We study pattern formation in a chemotaxis model of bacteria and soil carbon dynamics as an example system where transient dynamics can give rise to pattern formation outside of Turing unstable regimes. We use a detailed analysis of the reactivity of the non-spatial and spatial dynamics, stability analyses, and numerical continuation to uncover detailed aspects of this system's pattern-forming potential. In addition to patterning in Turing unstable parameter regimes, reactivity of the spatial system can itself lead to a range of parameters where a spatially uniform state is asymptotically stable, but exhibits transient growth that can induce pattern formation. We show that this occurs in the bistable region of a subcritical Turing bifurcation. Intriguingly, such bistable regions appear in two spatial dimensions, but not in a one-dimensional domain, suggesting important interplays between geometry, transient growth, and the emergence of multistable patterns.

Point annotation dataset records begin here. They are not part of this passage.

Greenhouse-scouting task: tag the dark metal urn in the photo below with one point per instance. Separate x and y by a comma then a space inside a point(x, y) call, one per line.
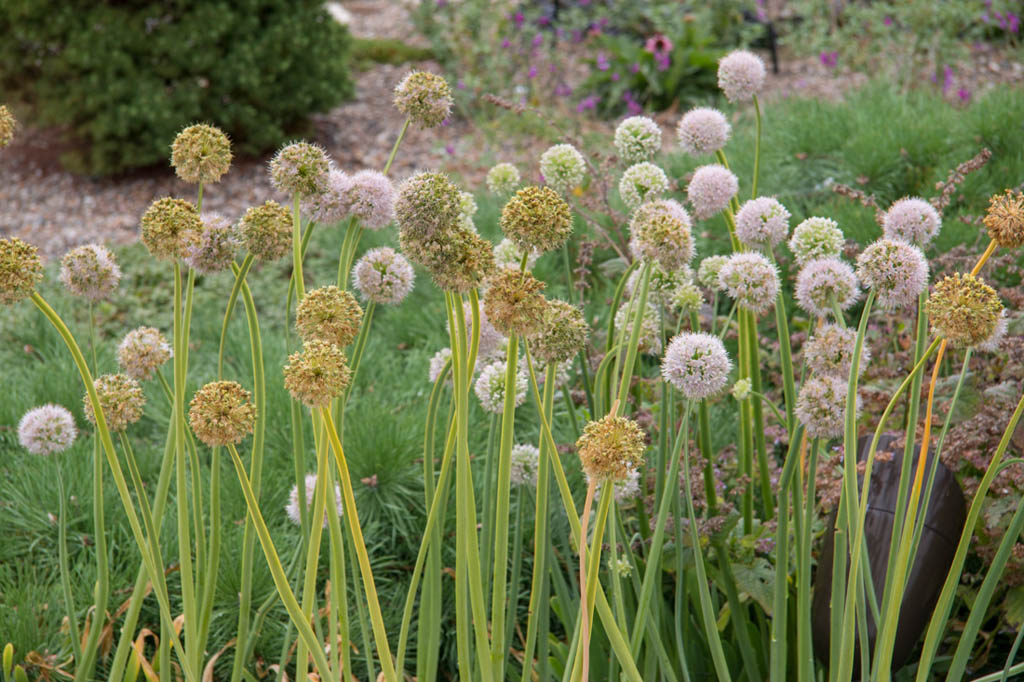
point(943, 524)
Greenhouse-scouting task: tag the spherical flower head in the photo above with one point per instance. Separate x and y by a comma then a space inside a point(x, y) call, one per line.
point(642, 182)
point(964, 309)
point(711, 189)
point(121, 398)
point(1005, 219)
point(696, 365)
point(762, 223)
point(427, 203)
point(562, 334)
point(896, 270)
point(329, 314)
point(752, 280)
point(300, 168)
point(740, 75)
point(702, 130)
point(912, 220)
point(489, 386)
point(383, 275)
point(825, 283)
point(637, 138)
point(201, 154)
point(821, 407)
point(424, 97)
point(169, 227)
point(317, 374)
point(503, 178)
point(563, 167)
point(266, 230)
point(660, 233)
point(514, 302)
point(537, 219)
point(610, 448)
point(142, 351)
point(816, 238)
point(90, 271)
point(47, 429)
point(221, 413)
point(294, 511)
point(829, 351)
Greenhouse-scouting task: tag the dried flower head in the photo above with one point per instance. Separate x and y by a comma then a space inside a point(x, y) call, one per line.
point(90, 271)
point(317, 374)
point(610, 448)
point(142, 351)
point(711, 189)
point(121, 398)
point(702, 130)
point(964, 309)
point(912, 220)
point(329, 314)
point(563, 167)
point(201, 154)
point(300, 168)
point(762, 223)
point(824, 283)
point(752, 280)
point(537, 218)
point(896, 270)
point(169, 227)
point(221, 413)
point(696, 365)
point(47, 429)
point(637, 138)
point(424, 97)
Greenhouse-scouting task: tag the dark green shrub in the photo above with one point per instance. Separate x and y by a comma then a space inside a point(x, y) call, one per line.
point(123, 78)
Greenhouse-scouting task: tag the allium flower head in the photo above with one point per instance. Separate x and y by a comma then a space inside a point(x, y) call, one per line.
point(964, 309)
point(201, 154)
point(896, 270)
point(537, 219)
point(821, 407)
point(169, 227)
point(610, 448)
point(642, 182)
point(752, 280)
point(221, 413)
point(47, 429)
point(329, 314)
point(266, 230)
point(660, 233)
point(121, 398)
point(711, 189)
point(823, 283)
point(816, 238)
point(702, 130)
point(503, 178)
point(90, 271)
point(300, 168)
point(696, 365)
point(762, 223)
point(424, 97)
point(1005, 219)
point(912, 220)
point(317, 374)
point(142, 351)
point(563, 167)
point(383, 275)
point(740, 75)
point(489, 386)
point(637, 138)
point(829, 351)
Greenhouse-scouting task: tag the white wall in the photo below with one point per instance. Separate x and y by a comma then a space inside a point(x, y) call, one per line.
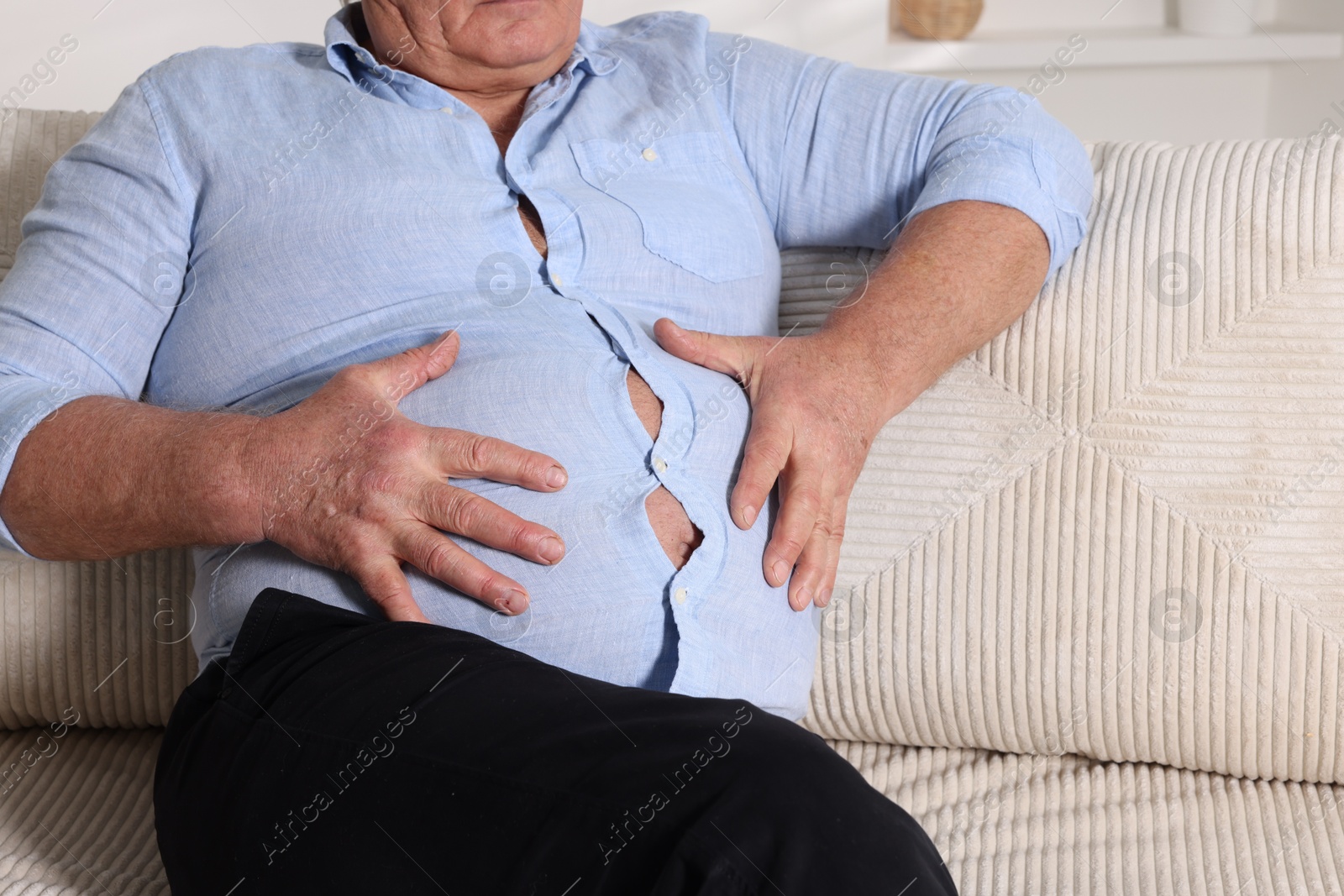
point(1307, 94)
point(1179, 103)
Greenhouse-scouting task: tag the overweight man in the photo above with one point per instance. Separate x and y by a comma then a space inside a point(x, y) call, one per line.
point(450, 344)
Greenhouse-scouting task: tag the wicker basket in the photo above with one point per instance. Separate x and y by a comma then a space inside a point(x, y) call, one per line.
point(937, 19)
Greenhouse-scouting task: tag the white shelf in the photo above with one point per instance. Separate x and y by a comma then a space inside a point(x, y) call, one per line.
point(1109, 49)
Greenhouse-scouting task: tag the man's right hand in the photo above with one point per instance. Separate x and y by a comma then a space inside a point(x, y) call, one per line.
point(347, 481)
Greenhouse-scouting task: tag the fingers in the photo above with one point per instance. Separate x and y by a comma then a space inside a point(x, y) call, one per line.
point(768, 448)
point(481, 520)
point(801, 503)
point(470, 456)
point(429, 551)
point(730, 355)
point(401, 374)
point(815, 574)
point(383, 582)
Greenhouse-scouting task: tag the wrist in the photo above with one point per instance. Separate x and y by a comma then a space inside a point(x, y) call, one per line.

We discuss the implications of our analysis for the bacterial soil organic carbon system, as well as for reaction-transport modeling more generally.

翻译：我们以细菌与土壤碳动力学的趋化模型为例，研究模式形成现象，该系统展示了瞬态动力学可在图灵不稳定区域之外诱发模式形成。通过对非空间与空间动力学的反应性进行详细分析，结合稳定性分析与数值延拓方法，我们揭示了该系统模式形成潜力的具体特征。除了图灵不稳定参数区域中的模式形成外，空间系统自身的反应性也可导致一类参数范围的出现，其中空间均匀态虽渐近稳定，却呈现能诱发模式形成的瞬态增长。我们证明这种现象发生在亚临界图灵分岔的双稳态区域。值得注意的是，此类双稳态区域出现在二维空间，却不存在于一维域中，这暗示了几何结构、瞬态增长与多稳态模式涌现之间存在着重要的相互作用。我们讨论了本分析对细菌土壤有机碳系统的启示，以及对反应-输运建模更广泛的意义。